I then started to reduce. I will not go into the reduction but let others teach you (links at the end of the tutorial) not only about reduction but building as well. The first link is the first Kali cane I ever tried.

I began reducing and it got so big I ended up with two halves. One of the other things that happened to me while reducing is that the middle did not move for a while so I had a lot of ends that looked good but were missing detail. One of the things I was so impressed at was the crispness of the Kato look at these lines they look so nice!

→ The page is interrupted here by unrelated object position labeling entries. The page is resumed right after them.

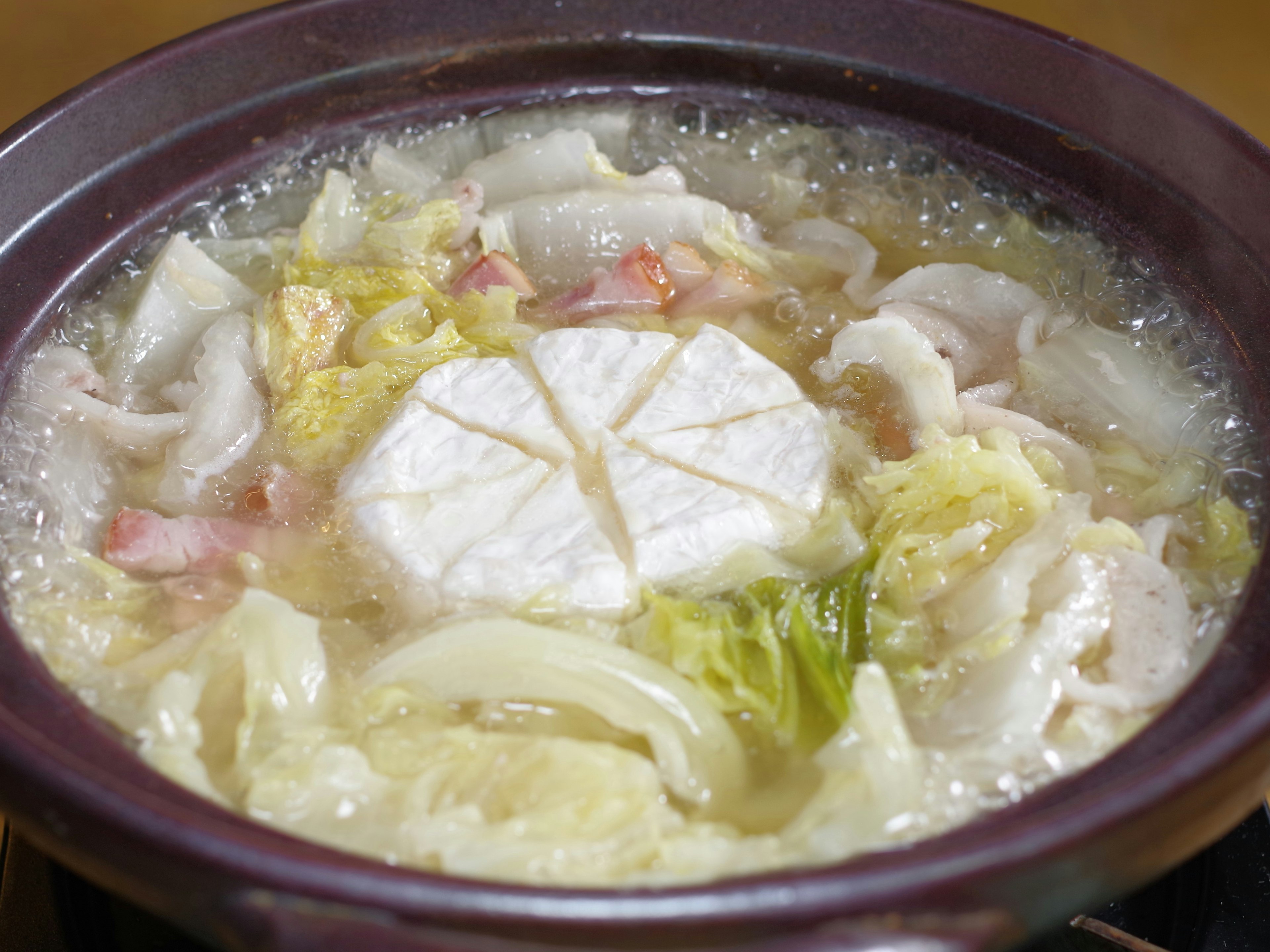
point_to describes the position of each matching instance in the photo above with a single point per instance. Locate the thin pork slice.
(140, 540)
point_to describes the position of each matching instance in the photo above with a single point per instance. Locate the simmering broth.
(627, 494)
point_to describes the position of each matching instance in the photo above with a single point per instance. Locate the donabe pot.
(88, 177)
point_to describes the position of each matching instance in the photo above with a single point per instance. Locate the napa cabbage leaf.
(254, 680)
(1220, 545)
(333, 412)
(949, 509)
(779, 651)
(298, 329)
(502, 659)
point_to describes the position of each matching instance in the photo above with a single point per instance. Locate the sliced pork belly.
(140, 540)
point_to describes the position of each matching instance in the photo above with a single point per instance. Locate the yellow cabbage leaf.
(298, 331)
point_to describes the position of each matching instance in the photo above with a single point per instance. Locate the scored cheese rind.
(714, 377)
(427, 531)
(552, 547)
(422, 451)
(680, 524)
(594, 374)
(782, 454)
(494, 395)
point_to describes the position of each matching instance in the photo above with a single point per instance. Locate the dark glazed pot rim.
(68, 786)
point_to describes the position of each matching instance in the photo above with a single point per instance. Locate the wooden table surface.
(1216, 50)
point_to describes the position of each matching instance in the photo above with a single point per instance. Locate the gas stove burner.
(1217, 902)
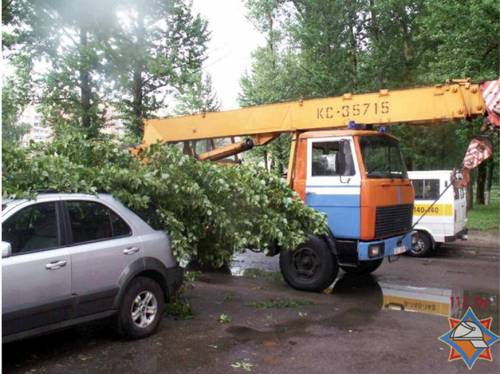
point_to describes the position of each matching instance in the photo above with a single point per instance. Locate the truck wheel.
(364, 267)
(141, 309)
(310, 267)
(422, 245)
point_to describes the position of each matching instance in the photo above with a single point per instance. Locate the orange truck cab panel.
(359, 180)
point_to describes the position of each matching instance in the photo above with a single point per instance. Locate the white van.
(446, 220)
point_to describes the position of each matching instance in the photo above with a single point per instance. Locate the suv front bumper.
(173, 278)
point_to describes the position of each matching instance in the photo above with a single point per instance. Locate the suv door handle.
(130, 251)
(54, 265)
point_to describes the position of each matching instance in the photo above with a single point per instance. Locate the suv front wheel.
(141, 309)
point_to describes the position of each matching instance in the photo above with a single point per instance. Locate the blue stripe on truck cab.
(342, 211)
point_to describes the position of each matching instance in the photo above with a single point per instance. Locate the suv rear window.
(92, 221)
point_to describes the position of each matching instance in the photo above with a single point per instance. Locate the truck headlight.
(376, 250)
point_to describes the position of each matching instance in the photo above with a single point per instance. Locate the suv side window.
(33, 228)
(91, 221)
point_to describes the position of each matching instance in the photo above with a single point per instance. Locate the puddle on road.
(445, 302)
(365, 291)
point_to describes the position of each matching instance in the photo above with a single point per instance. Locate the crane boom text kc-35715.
(356, 177)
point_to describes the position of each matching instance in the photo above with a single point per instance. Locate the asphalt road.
(357, 326)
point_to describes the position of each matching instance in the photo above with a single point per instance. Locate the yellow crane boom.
(456, 100)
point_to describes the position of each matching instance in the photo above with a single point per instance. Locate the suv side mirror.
(6, 249)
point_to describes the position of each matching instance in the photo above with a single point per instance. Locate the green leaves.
(210, 210)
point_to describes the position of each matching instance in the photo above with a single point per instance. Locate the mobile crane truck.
(356, 177)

Once combined the cane looks amazing! I am saving the final cane for December as I have decided to include this in the upcoming swap. But here is an end piece combined that still looks amazing. Under it you can see the cane with all the parts there and if you look real close you can see the distortion and missing elements.

 I can not wait to show you how the swap items turned out and even more I can not wait for the swap participants to get part of this wonderful experiment!

Have fun claying and any Kato tips you may have would really be appreciated. I have so many questions in mind.